Downsampling is deterministic: given the same inputs, fraq_downsample() keeps the same records every run while matching the requested proportion as closely as possible.

Value

Invisibly returns NULL after writing the downsampled outputs.

Examples

r1 <- tempfile(fileext = ".fastq")
r2 <- tempfile(fileext = ".fastq")
generate_random_fastq(r1, n_reads = 1000, read_length = 100, 
    name_prefix = "read_R1_")
generate_random_fastq(r2, n_reads = 1000, read_length = 100, 
    name_prefix = "read_R2_")
out <- c(tempfile(fileext = ".fastq"), tempfile(fileext = ".fastq"))
fraq_downsample(c(r1, r2), out, amount = 0.1)

Detect FRAQ FIFO support

Description

Report whether the current build of fraq was compiled with named pipe (FIFO) support. FIFO outputs (paths ending in .fifo) are only available on Unix-like platforms where the build detected S_IFIFO.

Usage

fraq_fifo_supported()

Details

The result is determined at compile time; reinstalling the package on an operating system that exposes FIFOs is required to enable support.

Value

Logical scalar indicating whether FIFO inputs/outputs are supported.

Examples

if (fraq_fifo_supported()) {
    message("FIFO streams are available on this platform.")
} else {
    message("Use regular files instead of .fifo paths on this build.")
}

Manage in-memory FASTQ datasets

Description

fraq_mem_list() summarizes the .mem datasets currently stored in the session. fraq_mem_remove() deletes one or more .mem entries, freeing the associated memory. fraq_mem_load() is a convenience wrapper around fraq_convert() that loads on-disk FASTQ/FRAQ inputs into the in-memory store after validating that the outputs end with .mem.

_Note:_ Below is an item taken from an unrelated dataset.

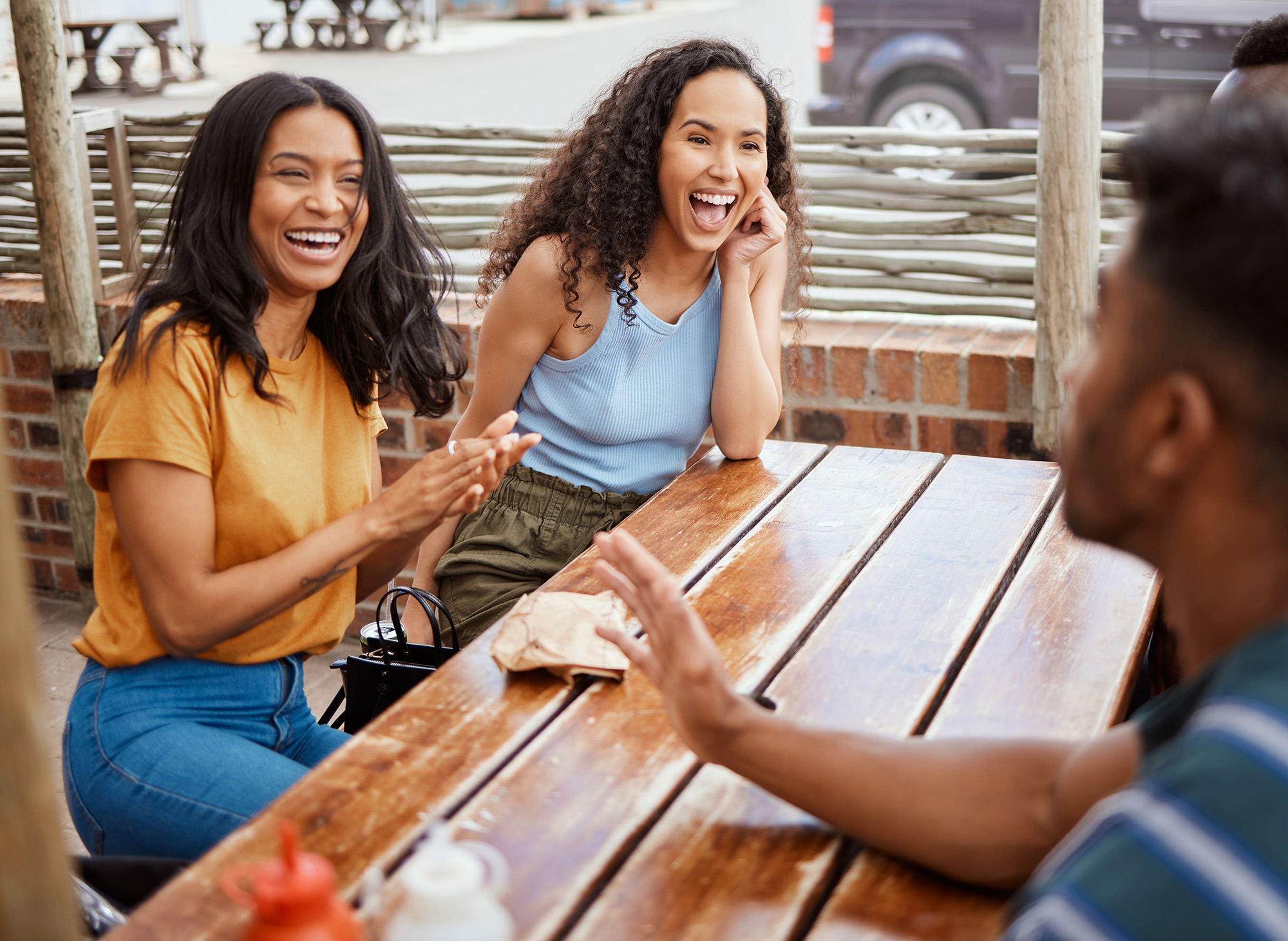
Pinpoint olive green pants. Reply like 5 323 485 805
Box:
434 464 648 646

The in-memory store lives in the current R session. For consistent results, call the helper functions when no other fraq jobs are actively writing to the same .mem keys.

Usage

fraq_mem_list()

fraq_mem_remove(mem_key)

fraq_mem_load(input, mem_key, nthreads = 1L)

Arguments

mem_key

Character vector of .mem keys to remove.

input

Character vector of FASTQ/FRAQ paths to load into memory.

nthreads

Positive integer parallelism for the load.

Value

  • fraq_mem_list() returns a data frame with columns mem_key and n_reads.

  • fraq_mem_remove() returns a logical vector indicating which keys were removed.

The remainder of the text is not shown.